Affiliation:
1. University of Trieste , Italy
Abstract
Abstract
This chapter examines the statement of philosophical method included in Austin’s paper ‘A Plea for Excuses’. It argues that the research question ‘what we should say when’ is meant to be descriptive as opposed to normative, but language itself has its own normativity which constrains what can be meant by uttering certain words in a certain speech situation. It also argues that the ‘we’ who are agents and objects of Austin’s Ordinary Language Philosophy constitute a plural subject not in virtue of their social and cultural conditions, but of their sharing a linguistic system and using it ordinarily. It discusses the charges of conservatism and philosophical irrelevance that have been levelled at Austin’s method, to which Austin replied in advance in part at least, explaining that while ordinary language is not the Last Word, it is the First Word nevertheless.
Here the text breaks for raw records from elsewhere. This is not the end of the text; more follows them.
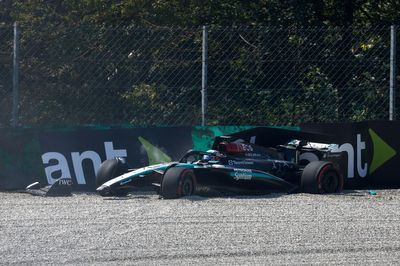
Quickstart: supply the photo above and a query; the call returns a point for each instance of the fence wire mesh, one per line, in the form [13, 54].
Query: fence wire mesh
[6, 53]
[153, 76]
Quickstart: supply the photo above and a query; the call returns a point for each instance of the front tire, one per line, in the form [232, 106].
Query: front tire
[178, 182]
[320, 177]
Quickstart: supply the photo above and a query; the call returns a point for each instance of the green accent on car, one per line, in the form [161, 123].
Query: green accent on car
[383, 152]
[154, 154]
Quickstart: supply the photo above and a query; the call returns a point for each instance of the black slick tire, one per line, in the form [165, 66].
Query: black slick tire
[178, 182]
[320, 177]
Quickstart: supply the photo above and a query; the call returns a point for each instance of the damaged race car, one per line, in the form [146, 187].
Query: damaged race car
[247, 162]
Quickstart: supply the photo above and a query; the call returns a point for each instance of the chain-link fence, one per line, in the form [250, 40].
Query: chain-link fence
[153, 76]
[6, 67]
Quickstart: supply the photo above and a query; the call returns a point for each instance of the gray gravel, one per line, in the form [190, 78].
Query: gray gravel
[85, 229]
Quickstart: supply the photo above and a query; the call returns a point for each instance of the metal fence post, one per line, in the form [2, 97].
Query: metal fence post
[15, 93]
[204, 77]
[392, 97]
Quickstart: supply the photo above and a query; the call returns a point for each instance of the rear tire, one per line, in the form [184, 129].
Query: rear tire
[320, 177]
[178, 182]
[110, 169]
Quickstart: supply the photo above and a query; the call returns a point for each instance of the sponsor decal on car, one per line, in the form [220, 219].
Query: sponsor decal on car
[233, 162]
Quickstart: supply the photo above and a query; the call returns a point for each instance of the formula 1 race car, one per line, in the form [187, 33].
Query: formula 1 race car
[235, 165]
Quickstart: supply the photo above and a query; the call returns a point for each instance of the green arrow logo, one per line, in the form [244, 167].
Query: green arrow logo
[382, 151]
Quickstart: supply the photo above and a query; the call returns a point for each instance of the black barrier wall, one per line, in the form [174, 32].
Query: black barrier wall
[29, 155]
[372, 150]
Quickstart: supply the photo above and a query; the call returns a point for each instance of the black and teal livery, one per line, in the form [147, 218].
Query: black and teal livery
[236, 164]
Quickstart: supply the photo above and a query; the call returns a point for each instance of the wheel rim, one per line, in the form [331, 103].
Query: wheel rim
[330, 182]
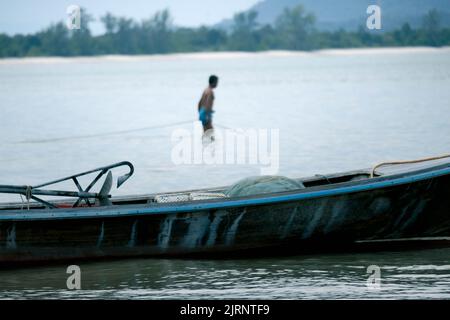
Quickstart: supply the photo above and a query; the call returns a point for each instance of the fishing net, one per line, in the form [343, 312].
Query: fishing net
[262, 184]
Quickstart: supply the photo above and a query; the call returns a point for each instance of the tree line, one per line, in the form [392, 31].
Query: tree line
[294, 29]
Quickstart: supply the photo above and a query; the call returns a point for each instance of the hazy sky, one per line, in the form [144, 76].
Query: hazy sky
[27, 16]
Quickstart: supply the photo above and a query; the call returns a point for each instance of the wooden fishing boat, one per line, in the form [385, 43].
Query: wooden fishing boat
[397, 202]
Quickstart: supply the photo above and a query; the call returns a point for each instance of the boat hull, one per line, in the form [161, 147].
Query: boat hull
[418, 208]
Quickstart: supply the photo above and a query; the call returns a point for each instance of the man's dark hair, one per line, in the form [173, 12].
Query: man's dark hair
[213, 79]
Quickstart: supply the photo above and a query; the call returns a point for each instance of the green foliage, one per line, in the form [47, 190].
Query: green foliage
[293, 30]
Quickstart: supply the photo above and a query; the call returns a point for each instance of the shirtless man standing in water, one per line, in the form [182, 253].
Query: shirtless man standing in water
[206, 103]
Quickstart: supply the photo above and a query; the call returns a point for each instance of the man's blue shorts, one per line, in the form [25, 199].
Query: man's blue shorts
[205, 116]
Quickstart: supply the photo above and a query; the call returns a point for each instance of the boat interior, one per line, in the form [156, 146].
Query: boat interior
[34, 196]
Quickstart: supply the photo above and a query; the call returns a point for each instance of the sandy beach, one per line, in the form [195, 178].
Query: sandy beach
[228, 55]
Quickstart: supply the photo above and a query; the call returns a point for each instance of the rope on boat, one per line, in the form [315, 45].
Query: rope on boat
[372, 174]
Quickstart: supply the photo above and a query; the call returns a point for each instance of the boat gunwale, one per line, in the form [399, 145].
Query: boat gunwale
[232, 202]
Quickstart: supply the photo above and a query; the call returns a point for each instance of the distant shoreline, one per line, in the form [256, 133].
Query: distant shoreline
[226, 55]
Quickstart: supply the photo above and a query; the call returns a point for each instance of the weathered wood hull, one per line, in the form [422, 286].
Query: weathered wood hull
[402, 206]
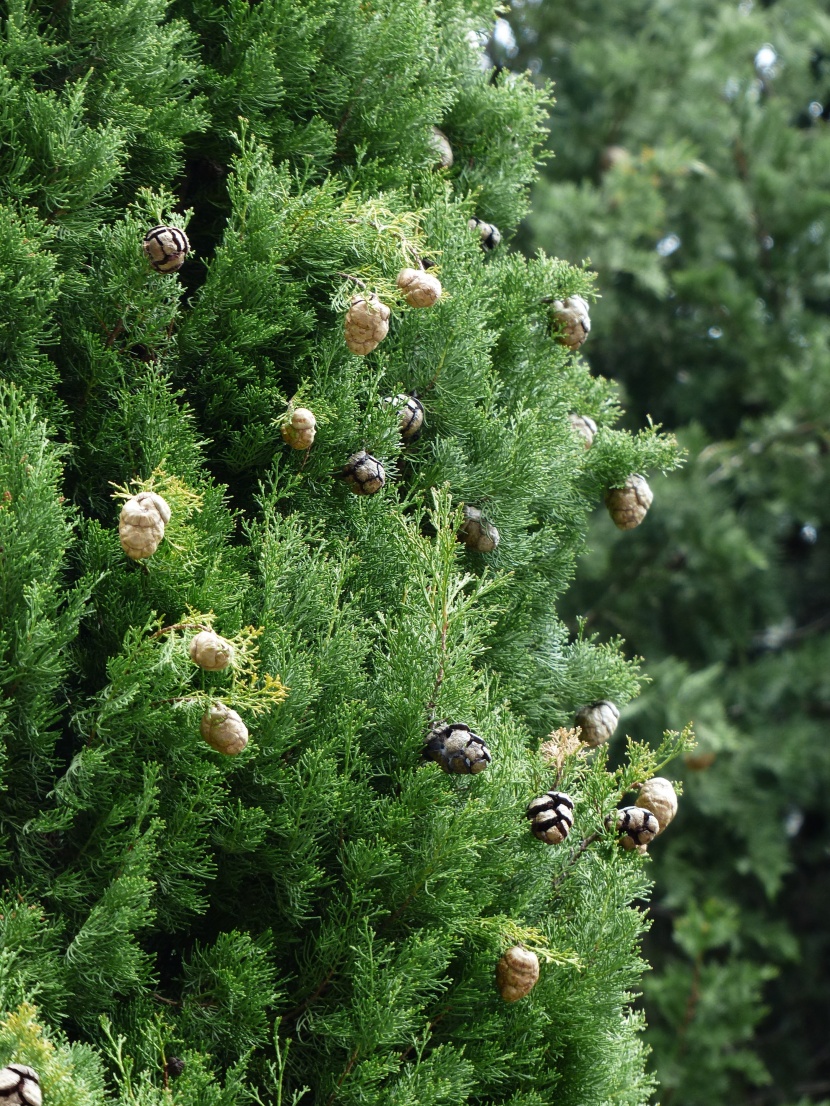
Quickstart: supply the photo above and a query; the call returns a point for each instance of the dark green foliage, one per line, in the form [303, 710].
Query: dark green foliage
[692, 167]
[319, 917]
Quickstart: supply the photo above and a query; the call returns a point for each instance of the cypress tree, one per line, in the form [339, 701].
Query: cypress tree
[318, 917]
[693, 141]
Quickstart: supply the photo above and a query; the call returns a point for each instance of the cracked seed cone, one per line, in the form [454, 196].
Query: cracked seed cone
[300, 431]
[629, 505]
[364, 473]
[410, 414]
[490, 235]
[476, 532]
[19, 1086]
[659, 796]
[597, 722]
[634, 825]
[551, 816]
[443, 149]
[224, 729]
[584, 426]
[421, 289]
[210, 651]
[166, 248]
[517, 973]
[572, 321]
[141, 524]
[457, 749]
[366, 323]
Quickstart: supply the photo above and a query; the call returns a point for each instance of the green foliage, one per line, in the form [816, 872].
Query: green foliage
[692, 166]
[319, 917]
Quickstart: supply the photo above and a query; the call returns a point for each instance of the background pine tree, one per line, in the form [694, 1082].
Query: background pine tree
[317, 919]
[692, 158]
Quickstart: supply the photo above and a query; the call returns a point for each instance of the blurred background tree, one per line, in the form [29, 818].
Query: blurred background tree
[692, 166]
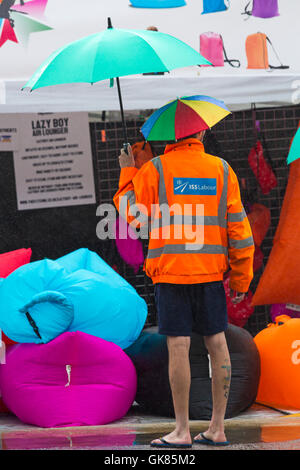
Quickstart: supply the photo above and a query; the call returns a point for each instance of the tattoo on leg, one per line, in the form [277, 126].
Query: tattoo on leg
[227, 380]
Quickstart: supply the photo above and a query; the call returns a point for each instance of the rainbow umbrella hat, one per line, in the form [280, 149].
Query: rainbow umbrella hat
[183, 117]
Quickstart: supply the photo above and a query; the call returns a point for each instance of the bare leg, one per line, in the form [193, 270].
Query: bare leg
[180, 381]
[221, 375]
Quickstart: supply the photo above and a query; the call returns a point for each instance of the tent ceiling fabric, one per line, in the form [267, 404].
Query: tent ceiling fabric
[151, 92]
[69, 21]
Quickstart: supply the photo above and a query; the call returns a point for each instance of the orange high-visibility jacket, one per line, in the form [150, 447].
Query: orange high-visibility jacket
[197, 224]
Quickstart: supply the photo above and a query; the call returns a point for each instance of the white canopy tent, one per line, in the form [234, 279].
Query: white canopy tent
[238, 87]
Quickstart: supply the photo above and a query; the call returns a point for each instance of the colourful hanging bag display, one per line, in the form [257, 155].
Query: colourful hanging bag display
[212, 48]
[262, 8]
[214, 6]
[257, 52]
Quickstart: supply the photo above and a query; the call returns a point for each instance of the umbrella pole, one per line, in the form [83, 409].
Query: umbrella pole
[125, 144]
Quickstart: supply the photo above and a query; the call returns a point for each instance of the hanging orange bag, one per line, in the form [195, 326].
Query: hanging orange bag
[279, 350]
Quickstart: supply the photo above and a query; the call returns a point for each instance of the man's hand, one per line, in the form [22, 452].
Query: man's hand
[126, 160]
[236, 297]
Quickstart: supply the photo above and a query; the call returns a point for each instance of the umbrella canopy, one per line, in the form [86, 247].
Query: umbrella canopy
[294, 152]
[183, 117]
[114, 53]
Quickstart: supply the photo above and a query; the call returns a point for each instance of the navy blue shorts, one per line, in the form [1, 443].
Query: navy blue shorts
[183, 308]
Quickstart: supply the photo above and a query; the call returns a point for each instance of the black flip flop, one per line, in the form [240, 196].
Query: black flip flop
[209, 442]
[164, 443]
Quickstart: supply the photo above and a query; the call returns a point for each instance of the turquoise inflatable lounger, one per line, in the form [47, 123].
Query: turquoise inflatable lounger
[78, 292]
[157, 3]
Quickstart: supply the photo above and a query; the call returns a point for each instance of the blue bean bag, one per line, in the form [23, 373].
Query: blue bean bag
[78, 292]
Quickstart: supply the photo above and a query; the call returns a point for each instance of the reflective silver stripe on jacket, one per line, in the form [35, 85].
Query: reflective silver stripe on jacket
[245, 243]
[209, 220]
[183, 249]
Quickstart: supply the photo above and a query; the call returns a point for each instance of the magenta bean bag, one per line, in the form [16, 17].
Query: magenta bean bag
[74, 380]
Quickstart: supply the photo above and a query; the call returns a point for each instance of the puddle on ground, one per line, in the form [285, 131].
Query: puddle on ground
[118, 438]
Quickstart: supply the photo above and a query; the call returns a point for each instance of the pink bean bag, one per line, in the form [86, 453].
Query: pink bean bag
[75, 380]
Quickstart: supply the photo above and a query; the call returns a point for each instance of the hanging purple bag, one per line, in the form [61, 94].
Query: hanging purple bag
[263, 8]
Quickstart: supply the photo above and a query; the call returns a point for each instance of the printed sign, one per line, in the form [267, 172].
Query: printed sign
[54, 166]
[8, 133]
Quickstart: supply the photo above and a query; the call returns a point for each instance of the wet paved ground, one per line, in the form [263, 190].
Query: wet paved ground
[258, 428]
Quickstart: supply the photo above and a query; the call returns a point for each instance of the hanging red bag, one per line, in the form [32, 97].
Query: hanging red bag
[261, 168]
[257, 259]
[238, 314]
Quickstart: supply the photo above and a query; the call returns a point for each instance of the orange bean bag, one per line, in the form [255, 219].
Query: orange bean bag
[279, 349]
[280, 281]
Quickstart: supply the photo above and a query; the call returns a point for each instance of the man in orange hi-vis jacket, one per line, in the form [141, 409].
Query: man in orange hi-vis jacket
[198, 229]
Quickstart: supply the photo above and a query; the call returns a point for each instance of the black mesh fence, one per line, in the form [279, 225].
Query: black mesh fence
[232, 140]
[54, 232]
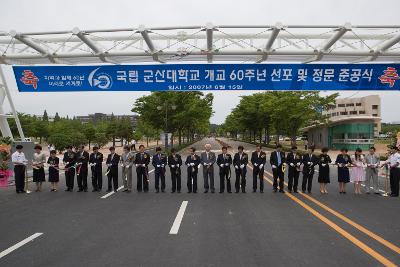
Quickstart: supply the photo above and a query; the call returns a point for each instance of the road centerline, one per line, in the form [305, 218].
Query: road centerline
[178, 219]
[19, 244]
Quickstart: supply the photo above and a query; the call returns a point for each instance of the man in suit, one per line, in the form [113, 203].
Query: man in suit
[293, 159]
[142, 160]
[207, 160]
[277, 161]
[192, 162]
[96, 162]
[240, 161]
[69, 160]
[309, 161]
[258, 159]
[82, 160]
[175, 163]
[127, 159]
[159, 162]
[224, 162]
[112, 171]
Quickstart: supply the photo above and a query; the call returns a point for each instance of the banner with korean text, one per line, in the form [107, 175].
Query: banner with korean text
[191, 77]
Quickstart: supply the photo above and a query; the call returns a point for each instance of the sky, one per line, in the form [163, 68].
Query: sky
[46, 15]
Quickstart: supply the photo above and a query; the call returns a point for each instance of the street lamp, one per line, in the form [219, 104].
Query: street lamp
[166, 106]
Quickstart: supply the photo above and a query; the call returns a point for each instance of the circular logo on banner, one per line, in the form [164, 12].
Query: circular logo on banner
[100, 80]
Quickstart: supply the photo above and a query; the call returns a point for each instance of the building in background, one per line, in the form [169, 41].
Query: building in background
[96, 117]
[353, 123]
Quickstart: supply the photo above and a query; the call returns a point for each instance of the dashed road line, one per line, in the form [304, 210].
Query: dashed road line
[337, 228]
[118, 189]
[19, 244]
[178, 219]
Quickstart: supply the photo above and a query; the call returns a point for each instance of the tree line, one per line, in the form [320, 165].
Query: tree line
[184, 114]
[63, 132]
[261, 115]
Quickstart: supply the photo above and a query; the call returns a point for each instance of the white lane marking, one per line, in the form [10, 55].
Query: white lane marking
[118, 189]
[19, 244]
[177, 223]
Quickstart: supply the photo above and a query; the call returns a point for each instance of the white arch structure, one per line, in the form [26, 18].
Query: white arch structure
[210, 43]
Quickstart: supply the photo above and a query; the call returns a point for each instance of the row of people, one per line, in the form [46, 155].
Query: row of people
[78, 162]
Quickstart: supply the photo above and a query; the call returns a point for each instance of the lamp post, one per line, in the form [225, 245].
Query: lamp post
[166, 106]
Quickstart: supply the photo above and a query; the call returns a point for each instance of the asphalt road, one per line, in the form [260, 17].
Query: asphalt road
[252, 229]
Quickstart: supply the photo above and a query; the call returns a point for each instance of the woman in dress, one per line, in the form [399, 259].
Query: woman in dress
[39, 159]
[53, 162]
[357, 174]
[343, 162]
[323, 176]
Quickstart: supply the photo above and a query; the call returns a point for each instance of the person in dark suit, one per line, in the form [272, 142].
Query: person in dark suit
[192, 162]
[175, 163]
[323, 175]
[309, 161]
[96, 162]
[69, 161]
[82, 160]
[277, 161]
[293, 159]
[240, 161]
[112, 170]
[159, 162]
[142, 160]
[343, 161]
[258, 159]
[224, 161]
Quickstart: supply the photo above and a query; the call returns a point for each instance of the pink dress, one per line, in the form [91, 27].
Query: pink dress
[357, 173]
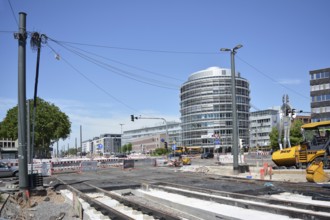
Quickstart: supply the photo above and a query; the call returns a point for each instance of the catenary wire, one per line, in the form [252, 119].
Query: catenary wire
[272, 79]
[12, 10]
[140, 50]
[180, 52]
[92, 82]
[127, 65]
[185, 52]
[122, 72]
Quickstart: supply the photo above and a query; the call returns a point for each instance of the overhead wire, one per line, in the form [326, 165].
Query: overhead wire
[272, 79]
[141, 50]
[76, 50]
[12, 10]
[185, 52]
[128, 65]
[91, 81]
[121, 72]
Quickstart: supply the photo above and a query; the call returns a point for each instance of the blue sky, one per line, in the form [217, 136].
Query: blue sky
[130, 57]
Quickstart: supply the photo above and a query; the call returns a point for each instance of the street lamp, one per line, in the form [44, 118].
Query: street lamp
[234, 107]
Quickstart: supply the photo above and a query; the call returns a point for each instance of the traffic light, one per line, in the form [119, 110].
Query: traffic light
[287, 112]
[293, 113]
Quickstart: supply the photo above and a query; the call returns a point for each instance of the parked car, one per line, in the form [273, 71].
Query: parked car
[8, 171]
[207, 155]
[121, 155]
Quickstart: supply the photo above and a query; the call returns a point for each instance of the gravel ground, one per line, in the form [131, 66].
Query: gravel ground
[51, 205]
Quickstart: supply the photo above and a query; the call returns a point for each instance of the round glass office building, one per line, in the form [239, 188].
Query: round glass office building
[206, 110]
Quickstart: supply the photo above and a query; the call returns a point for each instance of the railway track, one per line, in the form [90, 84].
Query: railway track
[137, 197]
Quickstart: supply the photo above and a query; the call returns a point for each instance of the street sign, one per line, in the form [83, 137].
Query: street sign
[99, 146]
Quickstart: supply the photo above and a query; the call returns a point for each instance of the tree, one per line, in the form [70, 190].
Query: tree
[50, 125]
[295, 135]
[126, 147]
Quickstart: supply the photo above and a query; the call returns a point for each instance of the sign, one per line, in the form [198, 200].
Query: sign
[173, 147]
[99, 146]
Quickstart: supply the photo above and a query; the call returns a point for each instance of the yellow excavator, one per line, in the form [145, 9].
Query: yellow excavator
[313, 153]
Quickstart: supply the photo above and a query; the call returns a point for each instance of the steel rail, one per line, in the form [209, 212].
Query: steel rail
[287, 208]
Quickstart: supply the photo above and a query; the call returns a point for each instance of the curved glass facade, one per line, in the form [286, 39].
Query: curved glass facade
[206, 109]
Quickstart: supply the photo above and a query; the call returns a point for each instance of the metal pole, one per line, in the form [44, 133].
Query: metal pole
[80, 141]
[234, 108]
[22, 151]
[28, 132]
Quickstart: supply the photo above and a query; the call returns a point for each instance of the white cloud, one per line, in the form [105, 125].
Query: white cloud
[5, 105]
[290, 81]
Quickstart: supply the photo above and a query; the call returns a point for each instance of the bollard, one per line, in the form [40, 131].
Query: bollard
[262, 173]
[270, 172]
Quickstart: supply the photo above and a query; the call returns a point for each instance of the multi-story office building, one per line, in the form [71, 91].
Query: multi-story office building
[320, 94]
[206, 109]
[148, 144]
[143, 134]
[106, 143]
[261, 124]
[8, 149]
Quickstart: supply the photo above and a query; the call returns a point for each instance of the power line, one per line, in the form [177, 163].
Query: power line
[140, 50]
[12, 10]
[272, 79]
[120, 71]
[128, 65]
[92, 82]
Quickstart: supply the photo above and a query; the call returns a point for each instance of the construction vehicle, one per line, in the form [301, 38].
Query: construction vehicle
[315, 173]
[185, 160]
[314, 147]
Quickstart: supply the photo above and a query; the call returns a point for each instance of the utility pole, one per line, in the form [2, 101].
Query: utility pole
[80, 141]
[22, 134]
[121, 134]
[234, 107]
[76, 146]
[167, 137]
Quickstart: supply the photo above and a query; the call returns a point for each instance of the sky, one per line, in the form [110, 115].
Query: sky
[116, 58]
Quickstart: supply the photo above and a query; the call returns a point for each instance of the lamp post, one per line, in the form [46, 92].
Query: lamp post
[121, 134]
[234, 107]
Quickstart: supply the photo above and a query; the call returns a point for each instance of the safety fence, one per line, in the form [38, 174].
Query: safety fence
[48, 167]
[228, 158]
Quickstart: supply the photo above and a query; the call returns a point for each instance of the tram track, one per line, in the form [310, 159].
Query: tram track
[127, 195]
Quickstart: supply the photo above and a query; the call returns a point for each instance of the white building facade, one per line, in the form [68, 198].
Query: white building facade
[206, 109]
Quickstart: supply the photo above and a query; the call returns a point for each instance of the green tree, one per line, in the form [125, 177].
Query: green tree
[50, 125]
[295, 135]
[126, 148]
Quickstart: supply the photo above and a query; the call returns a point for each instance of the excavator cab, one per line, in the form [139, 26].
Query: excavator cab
[315, 147]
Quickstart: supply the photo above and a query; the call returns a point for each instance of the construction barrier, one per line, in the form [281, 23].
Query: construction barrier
[86, 166]
[128, 164]
[228, 158]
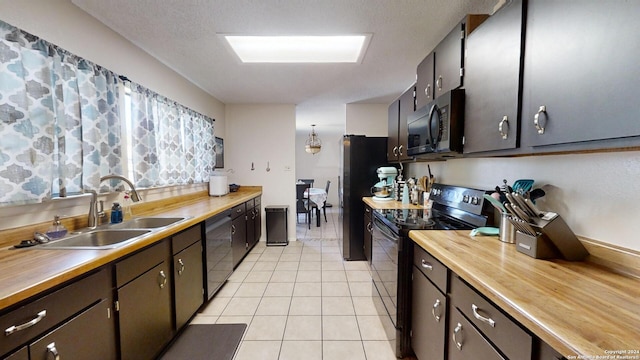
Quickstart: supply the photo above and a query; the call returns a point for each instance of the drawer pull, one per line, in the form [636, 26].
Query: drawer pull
[436, 305]
[15, 328]
[51, 349]
[163, 279]
[181, 268]
[482, 318]
[426, 265]
[536, 119]
[456, 331]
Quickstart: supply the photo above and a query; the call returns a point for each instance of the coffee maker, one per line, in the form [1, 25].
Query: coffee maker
[383, 189]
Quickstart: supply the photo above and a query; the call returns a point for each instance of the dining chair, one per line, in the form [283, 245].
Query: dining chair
[307, 181]
[324, 205]
[302, 203]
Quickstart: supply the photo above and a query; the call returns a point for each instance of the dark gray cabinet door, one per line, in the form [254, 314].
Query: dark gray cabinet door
[449, 61]
[145, 315]
[368, 228]
[188, 283]
[424, 82]
[392, 143]
[492, 81]
[428, 319]
[581, 65]
[407, 107]
[239, 239]
[89, 335]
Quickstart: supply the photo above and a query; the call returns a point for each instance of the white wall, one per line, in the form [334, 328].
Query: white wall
[596, 194]
[263, 135]
[367, 119]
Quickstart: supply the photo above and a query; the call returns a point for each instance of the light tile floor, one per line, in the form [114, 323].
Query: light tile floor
[302, 301]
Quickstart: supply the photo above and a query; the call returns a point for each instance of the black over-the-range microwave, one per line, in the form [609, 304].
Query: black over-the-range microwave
[438, 128]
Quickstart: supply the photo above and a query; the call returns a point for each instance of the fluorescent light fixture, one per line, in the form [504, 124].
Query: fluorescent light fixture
[298, 49]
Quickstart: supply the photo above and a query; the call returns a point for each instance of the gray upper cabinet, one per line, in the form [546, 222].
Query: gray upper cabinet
[581, 73]
[398, 133]
[492, 81]
[442, 69]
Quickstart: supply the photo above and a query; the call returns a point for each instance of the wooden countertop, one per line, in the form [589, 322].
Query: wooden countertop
[581, 309]
[27, 272]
It expounds and discusses various reactions to Austin’s remark that his method could be called ‘linguistic phenomenology’ and puts forward a new interpretation of it, according to which Austin is referring to Edmund Husserl’s phenomenology and proposes a linguistic-phenomenological reduction or epochē analogous to Husserl’s phenomenological epochē. It claims that while Husserl uses the epochē to focus on consciousness, setting aside the natural standpoint, Austin uses the linguistic epochē to focus on ordinary linguistic usage, setting aside the relation between language and states of affairs (including psychological ones). Finally, it compares Austin’s statement of method with the practices and results that anticipated or followed it in his writings.